Tornare bambine

Post gara. Così erano ridotti i vestiti :)

Avete presente quelle cose che vi vietano di fare da bambine?

Post gara. Così erano ridotti i vestiti :)

Quelle che sono da maschiacci di campagna? Ce n’è sempre stata a me che è stata pesantemente stroncata, ed era giocare con il fango. Il mio papà mi ha sempre raccontato che quando era piccolo, non avendo soldi (era l’immediato dopoguerra) e abitando in campagna, si divertiva insieme alle sue sorelle a fare le statuine di fango. Bastava poco: un po’ d’acqua, terra a volontà e dalle mani potevano prendere forma le cose più straordinarie.

Ora, questa storia non mi fu raccontata una volta, ma TANTE volte quand’ero piccola, così quando avevo 8 anni, decisi che era giunto il momento di mettere in pratica questo fantastico gioco a metà tra il mondo di Dickens e quello di Pollyanna.

In un caldo e lunghissimo pomeriggio di luglio, invece che andare a  fare la classica manovalanza di raccolta nettarine, costrinsi mia cugina (poraccia) che stavamo per fare il gioco più fighissimo al mondo, ovvero: giocare con il fango. La povera sventurata, che ovviamente era alquanto assoggettata dalla sottoscritta in quanto lei cugina minore, si lasciò convincere abbastanza facilmente. Tutto filò liscio finché…  Venimmo scovate con le mani (e tutto il resto) in pasta  da nostra nonna Gemma, che non fu proprio felicissima del nostro nuovo passatempo.

E così, una carriera da creatrice di arte povera (la mia) fu stroncata alla tenera età di 8 anni.

Se vi chiedete perchè stia facendo questo preambolo, un motivo c’è. E’ per spiegare la sensazione che ho provato oggi correndo la mia seconda gara di cross a Bondeno (Ferrara), nel pantano più pantano che possiate immaginare.

Ero partita sicura che, visto il tempo di questa settimana, avrei trovato le condizioni per provare veramente ad andare forte. E invece … ho avuto la possibilità di divertirmi esattamente come una bambina. Come aver ripreso quel gioco dove ero rimasta 24 anni fa.

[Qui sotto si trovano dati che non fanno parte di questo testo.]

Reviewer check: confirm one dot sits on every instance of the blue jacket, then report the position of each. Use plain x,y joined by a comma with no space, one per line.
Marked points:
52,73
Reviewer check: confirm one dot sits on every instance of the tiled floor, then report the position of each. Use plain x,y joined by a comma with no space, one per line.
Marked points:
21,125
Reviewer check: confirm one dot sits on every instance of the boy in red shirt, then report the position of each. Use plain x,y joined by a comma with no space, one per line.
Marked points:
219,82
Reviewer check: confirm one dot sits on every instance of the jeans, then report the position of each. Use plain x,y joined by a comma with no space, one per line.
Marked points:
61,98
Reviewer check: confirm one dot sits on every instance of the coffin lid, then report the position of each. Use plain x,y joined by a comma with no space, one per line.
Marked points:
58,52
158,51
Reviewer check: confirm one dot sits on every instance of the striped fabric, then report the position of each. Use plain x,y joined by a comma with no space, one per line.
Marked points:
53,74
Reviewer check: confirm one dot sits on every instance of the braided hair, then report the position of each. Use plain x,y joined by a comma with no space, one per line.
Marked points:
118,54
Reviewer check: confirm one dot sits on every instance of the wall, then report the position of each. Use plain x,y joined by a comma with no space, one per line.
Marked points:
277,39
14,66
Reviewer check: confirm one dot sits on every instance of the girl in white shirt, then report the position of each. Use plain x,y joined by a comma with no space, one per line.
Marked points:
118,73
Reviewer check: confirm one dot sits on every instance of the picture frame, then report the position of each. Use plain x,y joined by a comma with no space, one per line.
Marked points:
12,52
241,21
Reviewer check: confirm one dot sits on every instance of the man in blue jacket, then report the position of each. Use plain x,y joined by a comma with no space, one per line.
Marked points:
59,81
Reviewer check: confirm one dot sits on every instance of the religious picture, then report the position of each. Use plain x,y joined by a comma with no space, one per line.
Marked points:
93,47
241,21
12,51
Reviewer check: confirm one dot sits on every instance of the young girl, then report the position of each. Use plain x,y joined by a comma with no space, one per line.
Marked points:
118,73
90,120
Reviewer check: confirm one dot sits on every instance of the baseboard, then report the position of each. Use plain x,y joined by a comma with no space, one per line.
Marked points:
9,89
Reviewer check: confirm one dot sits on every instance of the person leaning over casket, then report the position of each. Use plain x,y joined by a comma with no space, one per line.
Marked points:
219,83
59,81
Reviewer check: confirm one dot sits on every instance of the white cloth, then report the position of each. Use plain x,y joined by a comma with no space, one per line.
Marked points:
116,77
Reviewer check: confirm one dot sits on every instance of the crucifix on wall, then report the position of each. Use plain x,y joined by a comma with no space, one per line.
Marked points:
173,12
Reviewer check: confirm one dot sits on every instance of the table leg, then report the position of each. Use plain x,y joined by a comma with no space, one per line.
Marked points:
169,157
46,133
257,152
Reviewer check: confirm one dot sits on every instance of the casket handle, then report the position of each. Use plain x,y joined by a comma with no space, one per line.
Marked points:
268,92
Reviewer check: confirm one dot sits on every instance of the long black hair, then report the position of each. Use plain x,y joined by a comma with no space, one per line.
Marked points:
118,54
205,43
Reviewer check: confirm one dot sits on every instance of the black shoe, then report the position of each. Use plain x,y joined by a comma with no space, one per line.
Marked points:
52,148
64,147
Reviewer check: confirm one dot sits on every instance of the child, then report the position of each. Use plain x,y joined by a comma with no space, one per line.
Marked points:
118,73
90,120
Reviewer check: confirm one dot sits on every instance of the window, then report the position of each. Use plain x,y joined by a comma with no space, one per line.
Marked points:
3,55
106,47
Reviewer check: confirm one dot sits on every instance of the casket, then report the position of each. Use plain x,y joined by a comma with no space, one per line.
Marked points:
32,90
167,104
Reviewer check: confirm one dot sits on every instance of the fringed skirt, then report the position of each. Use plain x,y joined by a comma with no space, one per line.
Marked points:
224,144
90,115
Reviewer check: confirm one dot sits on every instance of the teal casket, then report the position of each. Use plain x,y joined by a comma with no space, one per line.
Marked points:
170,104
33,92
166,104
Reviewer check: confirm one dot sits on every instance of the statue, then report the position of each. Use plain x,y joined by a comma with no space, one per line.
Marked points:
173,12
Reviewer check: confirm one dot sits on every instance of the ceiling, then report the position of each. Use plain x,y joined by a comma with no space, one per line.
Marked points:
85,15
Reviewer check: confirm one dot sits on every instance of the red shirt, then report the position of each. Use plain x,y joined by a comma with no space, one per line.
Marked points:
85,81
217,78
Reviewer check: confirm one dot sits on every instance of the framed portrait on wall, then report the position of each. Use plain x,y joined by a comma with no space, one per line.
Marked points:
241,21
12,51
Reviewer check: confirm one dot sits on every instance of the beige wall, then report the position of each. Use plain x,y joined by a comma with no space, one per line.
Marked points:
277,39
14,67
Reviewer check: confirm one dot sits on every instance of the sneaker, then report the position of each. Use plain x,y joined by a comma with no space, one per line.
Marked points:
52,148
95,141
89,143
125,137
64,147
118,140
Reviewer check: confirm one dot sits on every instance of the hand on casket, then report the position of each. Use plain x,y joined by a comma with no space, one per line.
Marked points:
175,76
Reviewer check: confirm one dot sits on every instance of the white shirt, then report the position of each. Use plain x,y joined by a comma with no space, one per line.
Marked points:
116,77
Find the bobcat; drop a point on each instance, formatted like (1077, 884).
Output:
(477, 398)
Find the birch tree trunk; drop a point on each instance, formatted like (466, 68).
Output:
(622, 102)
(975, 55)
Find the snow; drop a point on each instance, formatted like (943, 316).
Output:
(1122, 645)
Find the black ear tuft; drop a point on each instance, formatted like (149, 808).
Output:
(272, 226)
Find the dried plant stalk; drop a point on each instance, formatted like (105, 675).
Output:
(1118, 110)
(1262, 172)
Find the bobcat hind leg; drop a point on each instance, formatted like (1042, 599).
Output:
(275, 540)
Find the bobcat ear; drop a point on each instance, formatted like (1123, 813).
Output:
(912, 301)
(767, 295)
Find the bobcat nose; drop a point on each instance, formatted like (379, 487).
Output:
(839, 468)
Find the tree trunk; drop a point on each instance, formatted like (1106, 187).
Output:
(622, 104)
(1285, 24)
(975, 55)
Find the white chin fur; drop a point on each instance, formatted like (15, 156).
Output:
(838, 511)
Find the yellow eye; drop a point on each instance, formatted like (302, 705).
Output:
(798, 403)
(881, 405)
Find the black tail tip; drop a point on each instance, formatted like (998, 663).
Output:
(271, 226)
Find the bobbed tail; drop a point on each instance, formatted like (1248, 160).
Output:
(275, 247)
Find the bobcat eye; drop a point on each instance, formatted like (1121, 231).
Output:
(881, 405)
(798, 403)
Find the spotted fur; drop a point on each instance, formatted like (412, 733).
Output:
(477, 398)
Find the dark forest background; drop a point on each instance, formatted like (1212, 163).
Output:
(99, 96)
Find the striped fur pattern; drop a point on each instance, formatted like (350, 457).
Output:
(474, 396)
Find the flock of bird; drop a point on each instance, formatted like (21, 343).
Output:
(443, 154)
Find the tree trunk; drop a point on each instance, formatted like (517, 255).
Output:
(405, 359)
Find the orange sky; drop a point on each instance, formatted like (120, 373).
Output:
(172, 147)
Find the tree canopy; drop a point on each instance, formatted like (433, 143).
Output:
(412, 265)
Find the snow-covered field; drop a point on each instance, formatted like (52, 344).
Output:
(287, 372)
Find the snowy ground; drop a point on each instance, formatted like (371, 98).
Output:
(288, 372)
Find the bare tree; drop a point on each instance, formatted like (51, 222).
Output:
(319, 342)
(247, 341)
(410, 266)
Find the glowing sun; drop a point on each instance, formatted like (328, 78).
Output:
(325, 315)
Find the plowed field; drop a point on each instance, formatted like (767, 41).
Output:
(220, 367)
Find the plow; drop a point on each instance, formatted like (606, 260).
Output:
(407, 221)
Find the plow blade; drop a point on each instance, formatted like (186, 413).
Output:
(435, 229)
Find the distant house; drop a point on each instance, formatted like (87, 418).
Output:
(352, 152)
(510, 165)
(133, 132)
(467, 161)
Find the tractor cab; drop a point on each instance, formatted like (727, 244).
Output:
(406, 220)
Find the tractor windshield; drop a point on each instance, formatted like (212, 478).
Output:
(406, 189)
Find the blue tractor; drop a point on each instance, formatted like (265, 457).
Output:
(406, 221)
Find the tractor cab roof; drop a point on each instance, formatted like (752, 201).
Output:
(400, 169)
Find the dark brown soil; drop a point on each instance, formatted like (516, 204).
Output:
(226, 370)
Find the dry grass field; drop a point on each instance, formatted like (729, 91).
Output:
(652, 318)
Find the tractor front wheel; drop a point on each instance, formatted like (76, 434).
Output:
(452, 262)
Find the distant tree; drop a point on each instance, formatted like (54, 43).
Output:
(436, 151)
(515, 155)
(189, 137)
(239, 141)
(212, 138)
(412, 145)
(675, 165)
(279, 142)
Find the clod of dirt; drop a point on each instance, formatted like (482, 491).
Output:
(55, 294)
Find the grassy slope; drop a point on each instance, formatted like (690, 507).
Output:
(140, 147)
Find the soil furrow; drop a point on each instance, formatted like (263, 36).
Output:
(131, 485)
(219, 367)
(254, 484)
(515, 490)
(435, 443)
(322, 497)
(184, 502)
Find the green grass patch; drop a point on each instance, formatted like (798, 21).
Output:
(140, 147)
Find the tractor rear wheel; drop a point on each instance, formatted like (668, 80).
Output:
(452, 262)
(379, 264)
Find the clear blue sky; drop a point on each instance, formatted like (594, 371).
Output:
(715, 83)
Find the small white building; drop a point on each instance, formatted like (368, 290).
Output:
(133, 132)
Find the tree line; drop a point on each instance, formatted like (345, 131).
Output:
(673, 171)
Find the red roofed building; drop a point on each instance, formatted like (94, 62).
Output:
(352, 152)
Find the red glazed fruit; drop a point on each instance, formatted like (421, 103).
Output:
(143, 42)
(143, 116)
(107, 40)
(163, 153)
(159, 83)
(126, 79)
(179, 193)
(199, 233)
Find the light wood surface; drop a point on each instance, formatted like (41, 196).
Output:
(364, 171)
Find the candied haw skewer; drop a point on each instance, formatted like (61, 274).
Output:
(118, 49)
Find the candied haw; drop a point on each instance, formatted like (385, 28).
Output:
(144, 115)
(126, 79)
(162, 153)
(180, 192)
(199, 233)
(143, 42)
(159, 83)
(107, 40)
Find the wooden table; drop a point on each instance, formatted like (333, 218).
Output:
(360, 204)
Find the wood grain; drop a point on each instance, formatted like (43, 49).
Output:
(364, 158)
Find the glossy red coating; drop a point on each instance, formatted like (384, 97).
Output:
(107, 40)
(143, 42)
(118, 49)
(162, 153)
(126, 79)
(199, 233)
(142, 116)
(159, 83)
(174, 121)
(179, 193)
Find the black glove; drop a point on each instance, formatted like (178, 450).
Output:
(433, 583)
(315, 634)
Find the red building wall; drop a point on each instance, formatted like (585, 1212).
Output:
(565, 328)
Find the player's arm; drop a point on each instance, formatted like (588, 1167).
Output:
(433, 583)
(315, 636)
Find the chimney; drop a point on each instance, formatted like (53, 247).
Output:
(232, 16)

Non che mi sia messa a fare le statuine di fango, eh?! Però sapere di potermi sporcare senza preoccuparmi, sentirmi libera di “osare” con quell’elemento che tanto mi è stato vietato … ah, che soddisfazione!

Tutto ciò all’interno di una gara che si è rivelata davvero dura. Basti considerare che la frase che ho sentito più in assoluto durante la mattinata dallo speaker è stata: “E’ stata ritrovata una scarpa, marca XXX, potete venirla a ritirare all’ingresso” oppure “E’ stata ritrovata una scarpa, non riusciamo a capire la marca dalle condizioni in cui è…” :)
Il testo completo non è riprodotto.